Mas converter-se também é atravessar o deserto: depois de ter deixado o trabalho para começar a estudar teologia, amigos e familiares lhe deram as costas por uma escolha tão radical e pouco convencional. Mas ela não se arrepende: "Começar uma vida nova do zero me rejuvenesceu", ela ri.

A franqueza é uma das primeiras coisas que se nota ao falar com ela. “Não devemos ter medo de dizer a verdade: a Igreja na França está em declínio e as coisas estão piorando.

Chegamos ao paradoxo de que, na fé baseada na Palavra, é precisamente a palavra dos fiéis que foi confiscada", explica ela, no que parece ser uma disputa linguística, mas que é um verdadeiro j’accuse contra a instituição eclesiástica: “É uma Igreja monocromática, herança do pontificado de João Paulo II”, enfatiza Zellitch. “Os bispos apoiaram a tendência de Wojtyla de reduzir a influência dos teólogos e a possibilidade de fazer novas propostas. Não há contraditório nem debate, os discursos são planos, e este certamente não é sinal de saúde na Igreja”.

Os números falam por si: hoje na França 34% dos habitantes se declaram católicos, mas apenas 2% são praticantes; então, a quem os bispos falam? Se considerarmos também que a Comissão Sauvé sobre os abusos sexuais nas paróquias estima que tenha havido 10 mil casos nos últimos setenta anos, entende-se que a situação está em alerta vermelho. “Para reagir ao desastre, é necessário conseguir interceptar os católicos que, embora confusos e decepcionados, ainda não abandonaram o navio”, explica Zellitch, “é hora de conjugar a justa verticalidade com uma horizontalidade sadia, porque se é verdade que a Igreja Católica não é uma democracia, também não é uma ditadura”.

Os leigos, e a mulher na fila da frente, estão cansados de serem marginalizados, tratados como crianças incapazes de tomar uma direção, suas competências são ignoradas e seus carismas subestimados. “As hierarquias parecem esquecer que o Espírito sopra onde quer, não apenas no clero”, acrescenta com um sorriso.

“As hierarquias temem a liberdade de pensamento dos leigos: mas obediência não significa abdicar da inteligência e do espírito crítico, significa seguir Cristo”.

Na Igreja, as mulheres são as mais discriminadas: “É deprimente ver que quem é menos capaz te dá ordens só porque é um padre: mas ser padre não é em si uma garantia de competência”, conclui Zellitch. O envolvimento dos leigos na gestão da Igreja é agora fundamental para superar a crise: “O sacramento da Ordem sacerdotal pede expressamente que se dê visibilidade ao Cristo irmão”, explica a teóloga. “Devemos pensar a Igreja não como um fim, mas como um meio, um instrumento sempre capaz de se modernizar para alcançar a meta, a Palavra viva de Cristo”.

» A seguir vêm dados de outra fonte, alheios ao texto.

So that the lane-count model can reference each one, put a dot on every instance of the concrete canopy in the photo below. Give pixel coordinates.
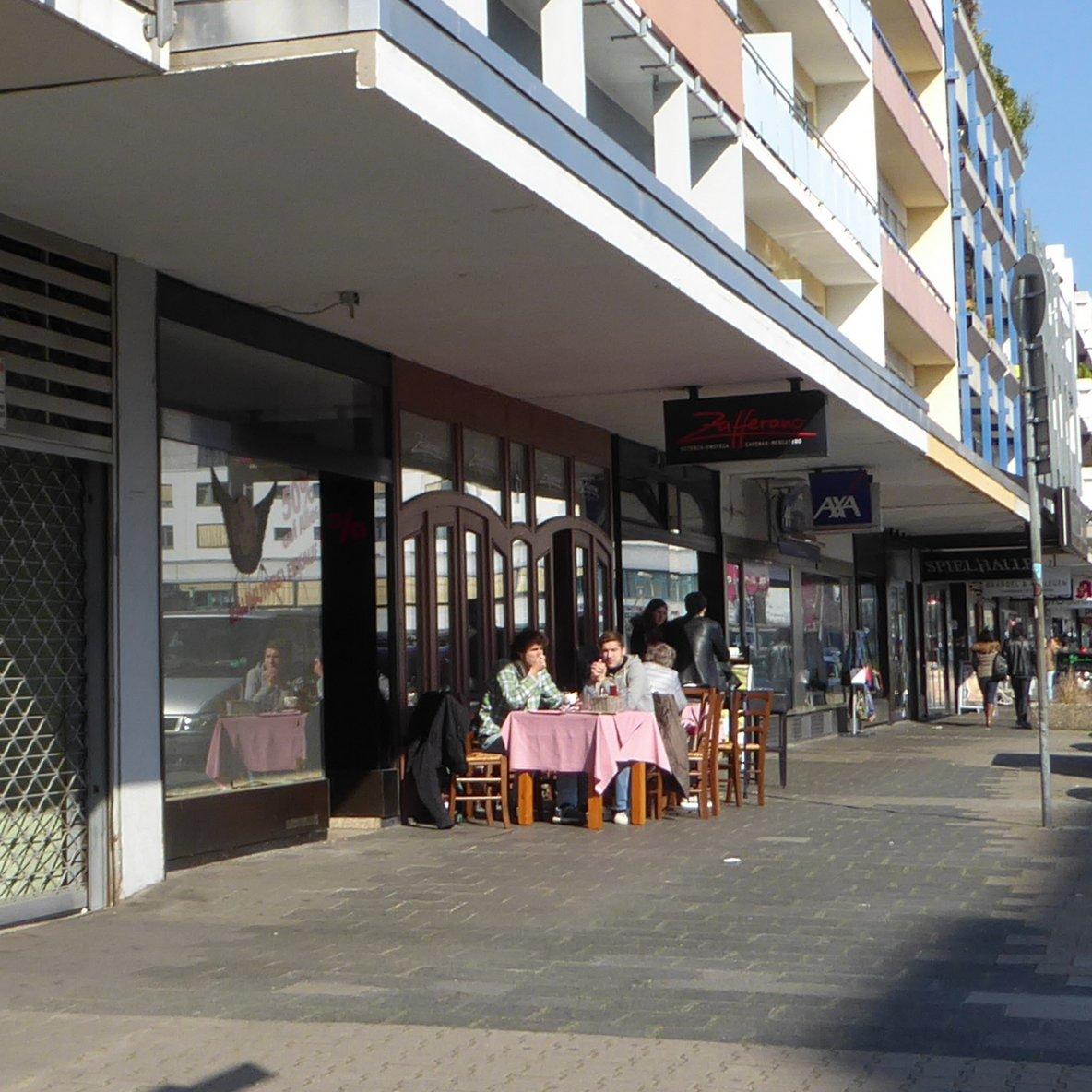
(283, 183)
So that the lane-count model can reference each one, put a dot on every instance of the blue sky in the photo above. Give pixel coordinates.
(1045, 48)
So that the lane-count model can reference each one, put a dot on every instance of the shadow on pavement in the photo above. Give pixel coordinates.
(230, 1080)
(1066, 766)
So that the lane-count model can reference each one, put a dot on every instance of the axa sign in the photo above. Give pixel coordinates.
(841, 500)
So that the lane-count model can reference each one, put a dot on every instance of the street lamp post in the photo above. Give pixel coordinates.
(1028, 309)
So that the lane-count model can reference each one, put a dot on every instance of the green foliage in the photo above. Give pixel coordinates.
(1020, 112)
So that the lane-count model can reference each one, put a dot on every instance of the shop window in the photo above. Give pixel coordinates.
(244, 639)
(499, 605)
(825, 638)
(593, 494)
(212, 536)
(382, 587)
(410, 571)
(517, 478)
(767, 624)
(652, 570)
(521, 586)
(583, 636)
(481, 468)
(475, 619)
(733, 599)
(552, 486)
(543, 592)
(443, 599)
(428, 460)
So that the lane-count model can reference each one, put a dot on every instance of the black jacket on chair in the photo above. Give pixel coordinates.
(699, 650)
(436, 748)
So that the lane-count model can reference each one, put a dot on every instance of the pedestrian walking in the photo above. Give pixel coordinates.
(991, 669)
(1020, 659)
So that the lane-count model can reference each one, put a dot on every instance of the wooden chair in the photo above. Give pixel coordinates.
(485, 781)
(746, 748)
(702, 757)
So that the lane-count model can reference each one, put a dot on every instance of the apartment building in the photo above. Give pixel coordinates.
(448, 261)
(987, 219)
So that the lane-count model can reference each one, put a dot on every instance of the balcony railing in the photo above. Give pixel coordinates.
(923, 277)
(859, 18)
(906, 82)
(773, 116)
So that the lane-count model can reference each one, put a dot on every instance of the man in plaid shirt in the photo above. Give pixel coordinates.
(523, 682)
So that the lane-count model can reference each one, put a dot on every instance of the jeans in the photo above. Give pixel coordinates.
(1021, 694)
(568, 785)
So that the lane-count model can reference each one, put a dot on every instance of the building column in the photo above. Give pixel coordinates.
(563, 45)
(985, 410)
(671, 134)
(717, 166)
(136, 742)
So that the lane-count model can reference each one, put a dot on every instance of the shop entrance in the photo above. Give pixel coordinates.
(938, 651)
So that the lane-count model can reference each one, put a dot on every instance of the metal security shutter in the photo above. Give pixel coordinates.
(57, 342)
(42, 686)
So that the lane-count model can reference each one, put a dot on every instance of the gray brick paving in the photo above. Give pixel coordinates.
(897, 920)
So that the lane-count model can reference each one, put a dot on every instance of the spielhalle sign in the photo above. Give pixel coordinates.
(746, 427)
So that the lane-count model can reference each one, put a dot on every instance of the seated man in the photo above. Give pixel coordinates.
(618, 672)
(266, 682)
(523, 682)
(663, 678)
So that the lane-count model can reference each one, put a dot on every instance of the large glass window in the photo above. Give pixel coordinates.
(443, 598)
(825, 636)
(552, 487)
(593, 494)
(657, 570)
(242, 628)
(428, 456)
(517, 491)
(767, 624)
(481, 468)
(521, 586)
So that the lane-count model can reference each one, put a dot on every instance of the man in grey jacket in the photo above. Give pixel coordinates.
(615, 671)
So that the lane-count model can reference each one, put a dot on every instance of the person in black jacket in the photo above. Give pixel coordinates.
(699, 645)
(1020, 657)
(436, 748)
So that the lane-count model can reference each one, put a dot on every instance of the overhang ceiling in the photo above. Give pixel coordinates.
(280, 184)
(40, 48)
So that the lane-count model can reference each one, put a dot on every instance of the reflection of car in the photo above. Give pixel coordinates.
(206, 659)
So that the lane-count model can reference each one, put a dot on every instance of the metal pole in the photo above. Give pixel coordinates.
(1036, 532)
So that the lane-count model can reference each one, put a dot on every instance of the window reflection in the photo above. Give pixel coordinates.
(443, 589)
(428, 461)
(517, 493)
(767, 624)
(481, 468)
(242, 628)
(552, 487)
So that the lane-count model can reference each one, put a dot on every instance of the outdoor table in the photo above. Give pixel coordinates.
(597, 743)
(260, 743)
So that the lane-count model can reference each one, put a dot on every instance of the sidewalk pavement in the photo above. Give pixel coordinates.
(896, 920)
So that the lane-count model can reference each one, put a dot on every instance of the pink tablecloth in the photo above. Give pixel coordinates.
(597, 743)
(259, 743)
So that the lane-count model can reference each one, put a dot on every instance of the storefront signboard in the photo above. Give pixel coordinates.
(842, 500)
(1057, 585)
(746, 427)
(977, 564)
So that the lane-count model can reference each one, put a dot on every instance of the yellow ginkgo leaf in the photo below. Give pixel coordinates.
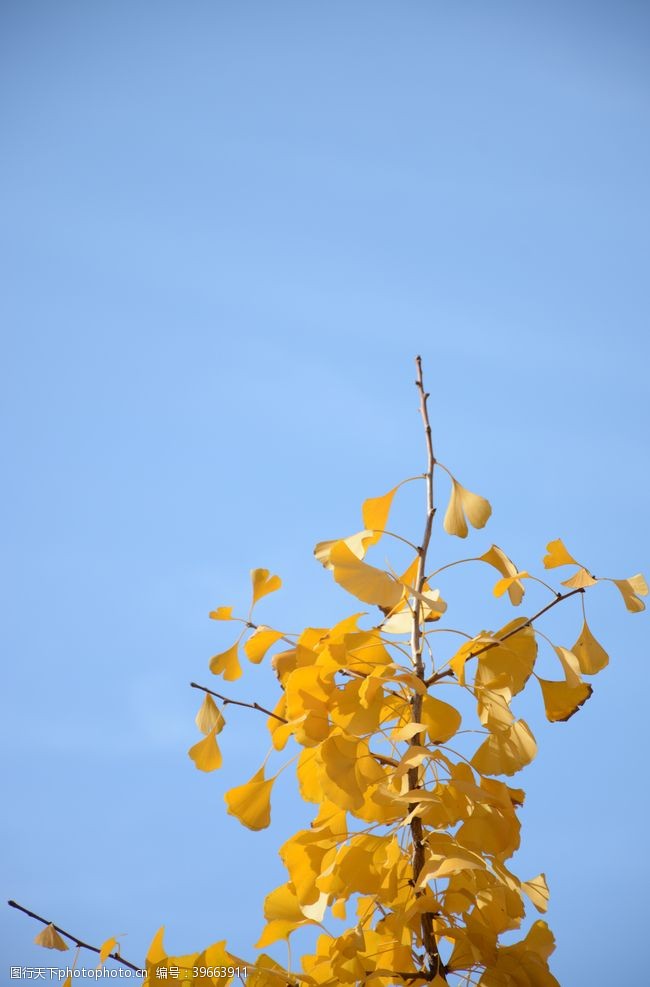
(591, 656)
(51, 939)
(441, 720)
(206, 754)
(375, 513)
(537, 891)
(362, 580)
(465, 504)
(557, 555)
(260, 642)
(631, 589)
(497, 558)
(507, 751)
(251, 803)
(209, 716)
(508, 582)
(221, 613)
(562, 700)
(580, 580)
(263, 583)
(106, 949)
(227, 664)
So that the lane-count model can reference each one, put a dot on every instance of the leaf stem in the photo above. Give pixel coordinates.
(237, 702)
(516, 630)
(429, 941)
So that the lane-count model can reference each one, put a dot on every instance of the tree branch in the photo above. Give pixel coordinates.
(516, 630)
(382, 758)
(74, 939)
(429, 941)
(237, 702)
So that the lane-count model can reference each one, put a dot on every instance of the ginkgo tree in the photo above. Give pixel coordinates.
(414, 824)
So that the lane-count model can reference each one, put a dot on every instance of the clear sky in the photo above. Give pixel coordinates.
(227, 229)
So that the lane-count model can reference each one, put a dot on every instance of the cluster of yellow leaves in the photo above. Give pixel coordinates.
(409, 833)
(375, 770)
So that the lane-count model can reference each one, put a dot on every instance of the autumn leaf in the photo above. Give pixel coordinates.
(375, 513)
(221, 613)
(227, 663)
(206, 754)
(463, 504)
(263, 583)
(209, 716)
(557, 554)
(562, 700)
(580, 580)
(631, 590)
(259, 643)
(364, 581)
(51, 939)
(251, 803)
(500, 561)
(591, 655)
(537, 891)
(106, 949)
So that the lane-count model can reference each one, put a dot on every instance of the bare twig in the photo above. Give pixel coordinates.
(516, 630)
(237, 702)
(74, 939)
(429, 941)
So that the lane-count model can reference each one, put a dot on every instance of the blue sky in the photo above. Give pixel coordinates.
(227, 230)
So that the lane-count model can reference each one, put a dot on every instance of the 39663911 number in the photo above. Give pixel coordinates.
(219, 971)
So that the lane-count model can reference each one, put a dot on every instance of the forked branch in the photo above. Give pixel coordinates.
(78, 942)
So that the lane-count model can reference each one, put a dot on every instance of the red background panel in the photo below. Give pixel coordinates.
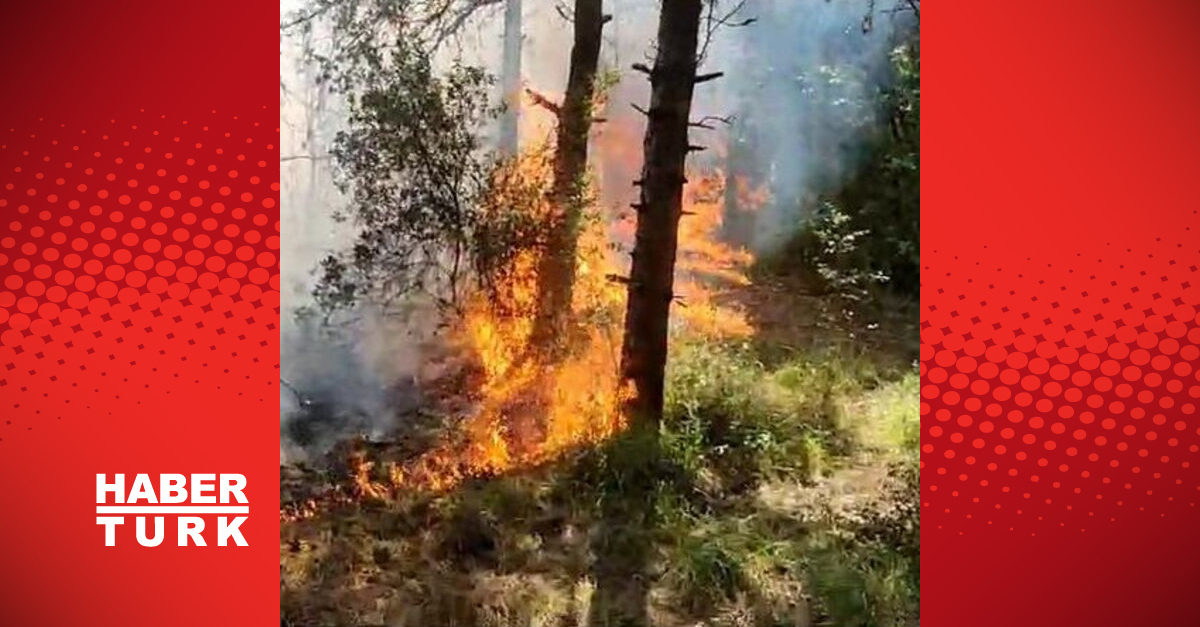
(138, 302)
(1060, 339)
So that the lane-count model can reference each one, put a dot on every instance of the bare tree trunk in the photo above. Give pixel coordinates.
(557, 268)
(652, 276)
(510, 78)
(624, 545)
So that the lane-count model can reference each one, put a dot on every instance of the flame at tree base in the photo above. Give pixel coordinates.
(534, 408)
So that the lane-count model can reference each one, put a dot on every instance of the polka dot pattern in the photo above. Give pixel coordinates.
(1059, 396)
(124, 272)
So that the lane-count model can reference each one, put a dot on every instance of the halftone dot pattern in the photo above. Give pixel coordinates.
(1059, 398)
(137, 256)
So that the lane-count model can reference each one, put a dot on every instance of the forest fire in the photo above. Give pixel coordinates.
(533, 408)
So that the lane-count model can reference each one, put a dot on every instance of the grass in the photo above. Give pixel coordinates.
(780, 496)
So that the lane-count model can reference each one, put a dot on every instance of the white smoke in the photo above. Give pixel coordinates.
(790, 81)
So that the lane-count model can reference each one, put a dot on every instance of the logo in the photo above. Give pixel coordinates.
(203, 495)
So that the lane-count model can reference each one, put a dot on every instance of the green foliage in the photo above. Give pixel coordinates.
(867, 233)
(435, 210)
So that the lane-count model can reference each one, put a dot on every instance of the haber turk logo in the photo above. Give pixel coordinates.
(204, 494)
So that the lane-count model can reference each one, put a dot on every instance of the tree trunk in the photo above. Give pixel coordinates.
(652, 276)
(557, 267)
(510, 78)
(624, 544)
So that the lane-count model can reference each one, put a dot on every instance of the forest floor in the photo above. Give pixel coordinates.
(792, 501)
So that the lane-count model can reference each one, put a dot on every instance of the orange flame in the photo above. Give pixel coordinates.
(533, 410)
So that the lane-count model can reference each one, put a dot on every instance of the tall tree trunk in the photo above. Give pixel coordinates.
(624, 545)
(510, 78)
(557, 268)
(652, 276)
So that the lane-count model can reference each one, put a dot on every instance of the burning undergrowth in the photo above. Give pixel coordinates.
(486, 400)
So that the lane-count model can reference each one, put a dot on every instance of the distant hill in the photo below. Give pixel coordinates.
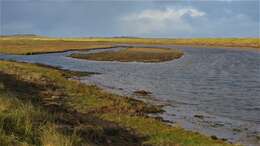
(23, 36)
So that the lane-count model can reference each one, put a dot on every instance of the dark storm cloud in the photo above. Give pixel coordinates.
(131, 18)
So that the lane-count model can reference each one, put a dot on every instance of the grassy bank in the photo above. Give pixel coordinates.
(28, 46)
(133, 54)
(35, 44)
(41, 106)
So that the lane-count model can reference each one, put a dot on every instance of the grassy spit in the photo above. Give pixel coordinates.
(35, 44)
(29, 46)
(41, 106)
(133, 54)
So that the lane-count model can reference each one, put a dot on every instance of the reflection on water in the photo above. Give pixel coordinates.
(221, 85)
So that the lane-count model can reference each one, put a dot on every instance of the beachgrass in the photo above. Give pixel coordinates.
(133, 54)
(37, 44)
(43, 106)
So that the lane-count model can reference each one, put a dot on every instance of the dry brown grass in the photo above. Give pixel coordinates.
(133, 54)
(31, 46)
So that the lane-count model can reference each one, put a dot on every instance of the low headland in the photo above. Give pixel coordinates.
(33, 44)
(133, 54)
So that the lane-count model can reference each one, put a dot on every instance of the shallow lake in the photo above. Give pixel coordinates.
(213, 91)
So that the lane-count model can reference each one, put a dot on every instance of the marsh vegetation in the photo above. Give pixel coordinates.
(133, 54)
(40, 106)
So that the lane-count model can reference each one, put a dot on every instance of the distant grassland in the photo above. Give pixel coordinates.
(41, 106)
(133, 54)
(37, 44)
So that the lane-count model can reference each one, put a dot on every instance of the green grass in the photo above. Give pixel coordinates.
(133, 54)
(36, 44)
(40, 106)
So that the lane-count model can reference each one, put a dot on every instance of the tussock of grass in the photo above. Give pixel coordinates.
(40, 106)
(133, 54)
(37, 46)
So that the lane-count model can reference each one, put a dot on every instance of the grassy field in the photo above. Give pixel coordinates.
(243, 43)
(41, 106)
(133, 54)
(28, 46)
(36, 44)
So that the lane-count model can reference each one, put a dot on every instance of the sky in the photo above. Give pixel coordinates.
(144, 18)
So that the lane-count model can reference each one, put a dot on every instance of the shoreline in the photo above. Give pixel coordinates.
(108, 116)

É claro que nem todos os sacerdotes são iguais e muitos participam das atividades da CBF, felizes por colaborar com os leigos na construção de uma Igreja mais aberta e inclusiva. “O cristianismo contribuiu muito para o pensamento ocidental”, acrescenta Zellitch, “mas hoje, infelizmente, parece não ter mais os recursos intelectuais para fazê-lo”. Por outro lado, a separação entre Igreja e Estado é na França um excelente anticorpo contra as derivas de um determinado clericalismo: “O laicismo é em certo sentido uma bênção porque constitui uma barreira além da qual a Igreja não pode ir”, confirma. Hoje basta muito pouco para transbordar o vaso, mas Paule Zellitch certamente não desanima: “Devemos parar a hemorragia dos crentes antes que seja tarde demais e na Conférence estamos prontos para este belíssimo desafio”.

Paule Zellitch estudou Direito e depois, seguindo seu caminho de conversão, também se formou em Teologia no Institut Catholique de Paris. Após 23 anos como empresária e antiquária especialista em antiguidades, hoje leciona Bíblia no Centro Sèvres, na Faculdade Jesuíta de Paris, e Teologia e Bíblia no Instituto Católico Cetad, Centro de ensino de teologia a distância. Desde 2019 é presidente da Conférence catholique de baptisé-e-s francophones (Ccbf). De 2006 a 2012 foi vice-diretora "informal" do Serviço para as Vocações da Conferência dos bispos franceses.